E a morte de John Ashbery
é anunciada quando todos os meus livros
dormem em caixas
numa dessas nossas mudanças periódicas
em busca de novas paredes
para bater com a velha cabeça.
Além-mar, preparavam o próprio
corpo de Ashbery para o encaixotamento.
Mãos batiam em tapas leves contra ombros,
requentavam o consolo
mequetrefe
de que morre o corpo, fica a obra.
O poetariado, ora, nos comportamos
como em qualquer profissão,
um jogo de cadeiras.
Mas a tristeza é sentida, cada um pensa
na própria mortalidade.
O sol brilhava sem empecilhos
sobre o céu de Berlim, anjos
apenas na cabeça dos obsoletos.
Eu estava vivo! Por enquanto.
E tirava livros de vivos e mortos
das caixas de mudança.
Ok. Ok. Não
hei-de sonhar com uma Nova Iorque
da década de 1950, imaginar-me
em calçadas e botecos
com John Ashbery e Jane Freilicher
ou visitar com Frank O’Hara
o estúdio de Mike Goldberg.
Se toda geração desperdiça
os seus pintores, seus poetas,
não hei-de ajudá-la.
Os garotos bonitos que geraram
elegias oblíquas em Ashbery
e odes explícitas em O’Hara
estão também mortos.
Mortos,
Jane Freilicher e Mike Goldberg.
Mas diante de mim, os ombros
sãos de Anatol e Malik são
um exemplo de Bauhaus,
cuja beleza vem da solidez,
sua funcionalidade. Pão
para toda sobra.
Mesmo eu ainda por cá ando,
o que não deixa de ser surpresa,
e sento-me nos estúdios dos vivos,
Malte Zenses e David Schiesser,
pintores que compartilham
comigo o oxigênio, as crises
financeiras e de asma,
e vejo o tecido de suas telas
sugar a tinta e secar-se
na umidade do ar, agora.
Não encontro analogias fáceis
neste momento para justificar
este poema, comparações entre o trabalho
de Malte Zenses e David Schiesser
com tinta e o meu trabalho
também com tinta, como fez
Frank O’Hara no estúdio de Mike Goldberg.

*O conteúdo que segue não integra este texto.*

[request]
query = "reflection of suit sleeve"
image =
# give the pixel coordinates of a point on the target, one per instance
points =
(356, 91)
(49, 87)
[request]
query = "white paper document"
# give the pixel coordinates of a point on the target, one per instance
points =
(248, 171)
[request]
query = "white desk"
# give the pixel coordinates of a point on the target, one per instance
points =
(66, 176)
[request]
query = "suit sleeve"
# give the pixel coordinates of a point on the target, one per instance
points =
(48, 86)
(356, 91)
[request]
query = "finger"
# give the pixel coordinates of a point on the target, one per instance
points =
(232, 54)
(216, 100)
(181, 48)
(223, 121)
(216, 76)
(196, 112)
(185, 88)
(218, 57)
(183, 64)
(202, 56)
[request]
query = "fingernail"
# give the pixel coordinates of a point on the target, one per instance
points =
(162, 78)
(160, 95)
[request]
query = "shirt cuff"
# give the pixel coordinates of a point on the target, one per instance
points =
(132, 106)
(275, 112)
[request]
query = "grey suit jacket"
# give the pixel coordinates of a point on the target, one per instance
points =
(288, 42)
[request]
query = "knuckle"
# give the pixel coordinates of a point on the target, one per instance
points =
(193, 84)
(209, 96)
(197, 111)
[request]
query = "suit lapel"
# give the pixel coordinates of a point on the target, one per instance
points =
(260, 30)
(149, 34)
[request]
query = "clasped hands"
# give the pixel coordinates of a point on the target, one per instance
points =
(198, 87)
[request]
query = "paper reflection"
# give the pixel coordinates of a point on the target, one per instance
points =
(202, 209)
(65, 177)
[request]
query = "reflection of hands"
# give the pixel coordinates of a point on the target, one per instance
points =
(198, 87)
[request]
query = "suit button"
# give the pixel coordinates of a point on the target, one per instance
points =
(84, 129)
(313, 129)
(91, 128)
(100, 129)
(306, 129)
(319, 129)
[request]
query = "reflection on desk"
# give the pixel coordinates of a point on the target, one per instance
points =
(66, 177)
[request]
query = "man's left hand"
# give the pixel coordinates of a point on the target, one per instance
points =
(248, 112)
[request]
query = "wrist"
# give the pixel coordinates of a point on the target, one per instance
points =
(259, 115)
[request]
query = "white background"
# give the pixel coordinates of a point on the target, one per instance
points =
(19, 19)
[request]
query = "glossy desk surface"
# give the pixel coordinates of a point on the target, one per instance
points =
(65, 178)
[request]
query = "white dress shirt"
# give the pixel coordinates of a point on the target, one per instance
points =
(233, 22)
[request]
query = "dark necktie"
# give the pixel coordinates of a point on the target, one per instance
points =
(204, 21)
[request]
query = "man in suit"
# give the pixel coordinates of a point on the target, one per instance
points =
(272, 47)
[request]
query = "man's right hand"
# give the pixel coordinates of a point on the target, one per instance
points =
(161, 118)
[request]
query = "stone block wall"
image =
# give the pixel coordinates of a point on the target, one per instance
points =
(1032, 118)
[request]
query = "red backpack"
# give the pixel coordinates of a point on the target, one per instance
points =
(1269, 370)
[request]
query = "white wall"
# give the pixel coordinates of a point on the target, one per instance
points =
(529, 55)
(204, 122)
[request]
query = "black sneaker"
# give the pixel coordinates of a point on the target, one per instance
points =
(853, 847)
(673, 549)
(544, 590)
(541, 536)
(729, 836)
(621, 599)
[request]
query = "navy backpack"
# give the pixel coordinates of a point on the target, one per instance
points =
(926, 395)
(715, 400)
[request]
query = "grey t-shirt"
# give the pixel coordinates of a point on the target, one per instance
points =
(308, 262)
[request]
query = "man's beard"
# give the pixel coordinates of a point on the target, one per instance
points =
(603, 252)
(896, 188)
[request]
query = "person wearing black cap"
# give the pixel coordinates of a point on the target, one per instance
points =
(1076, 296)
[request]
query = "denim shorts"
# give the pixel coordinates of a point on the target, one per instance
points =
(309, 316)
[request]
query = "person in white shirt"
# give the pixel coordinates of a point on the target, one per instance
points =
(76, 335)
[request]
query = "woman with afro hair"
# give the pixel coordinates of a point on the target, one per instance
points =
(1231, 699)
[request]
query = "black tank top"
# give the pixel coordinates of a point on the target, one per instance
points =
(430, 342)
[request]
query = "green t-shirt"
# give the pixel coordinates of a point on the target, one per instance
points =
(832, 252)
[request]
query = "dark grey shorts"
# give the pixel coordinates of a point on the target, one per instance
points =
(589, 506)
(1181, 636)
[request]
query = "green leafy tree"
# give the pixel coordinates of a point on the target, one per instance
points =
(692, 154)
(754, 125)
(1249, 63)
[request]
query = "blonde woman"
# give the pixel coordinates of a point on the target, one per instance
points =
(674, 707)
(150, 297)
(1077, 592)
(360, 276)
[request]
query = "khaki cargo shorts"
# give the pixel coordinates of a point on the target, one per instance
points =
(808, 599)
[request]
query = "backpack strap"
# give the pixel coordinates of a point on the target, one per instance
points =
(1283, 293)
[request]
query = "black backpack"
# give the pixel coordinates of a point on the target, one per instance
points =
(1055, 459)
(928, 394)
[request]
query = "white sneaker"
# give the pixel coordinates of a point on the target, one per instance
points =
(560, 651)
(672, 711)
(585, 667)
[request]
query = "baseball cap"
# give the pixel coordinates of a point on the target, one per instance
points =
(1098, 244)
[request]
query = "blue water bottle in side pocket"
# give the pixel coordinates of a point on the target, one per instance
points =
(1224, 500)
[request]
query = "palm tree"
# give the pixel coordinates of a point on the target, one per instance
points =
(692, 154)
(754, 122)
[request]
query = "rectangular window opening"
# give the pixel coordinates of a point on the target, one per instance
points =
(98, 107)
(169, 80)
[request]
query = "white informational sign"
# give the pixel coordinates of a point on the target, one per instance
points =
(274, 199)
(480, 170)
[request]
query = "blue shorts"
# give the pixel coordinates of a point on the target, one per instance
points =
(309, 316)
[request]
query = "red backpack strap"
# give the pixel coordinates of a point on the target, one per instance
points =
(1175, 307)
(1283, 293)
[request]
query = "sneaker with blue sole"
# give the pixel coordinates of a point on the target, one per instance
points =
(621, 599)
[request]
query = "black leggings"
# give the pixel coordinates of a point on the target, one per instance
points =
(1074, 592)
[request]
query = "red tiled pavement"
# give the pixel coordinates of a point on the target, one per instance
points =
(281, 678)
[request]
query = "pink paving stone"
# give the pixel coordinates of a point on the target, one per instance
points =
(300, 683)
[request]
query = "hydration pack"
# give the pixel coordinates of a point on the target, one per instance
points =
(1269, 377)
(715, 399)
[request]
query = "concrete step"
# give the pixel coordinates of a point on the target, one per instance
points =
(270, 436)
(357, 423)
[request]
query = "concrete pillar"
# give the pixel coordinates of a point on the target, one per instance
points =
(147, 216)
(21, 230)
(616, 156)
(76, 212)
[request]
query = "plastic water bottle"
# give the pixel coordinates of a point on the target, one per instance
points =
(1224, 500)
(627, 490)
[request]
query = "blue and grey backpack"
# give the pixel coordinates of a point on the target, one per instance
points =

Sei só que estamos vivos e confusos
e ainda não fomos encaixotados,
enquanto pelos jornais da América Latina
jornalistas atualizam periodicamente
o obituário de Nicanor Parra.
/
Ricardo Domeneck, Carta a Ismar Tirelli Neto no dia da morte de John Ashbery
A foto que ilustra o poema foi uma sugestão do Ismar, que explica:
Ismar: [a gente costuma brincar que eu sou a judy garland e ele, a bette davis. mas não há imagens da bette com a judy. então temos a crawford e a judy!]
– Ricardo Domeneck, in Doze cartas, edição especial limitada em doze envelopes e papel especial, por ocasião da edição de Odes a Maximin (Rio de Janeiro: Garupa Edições, 2018).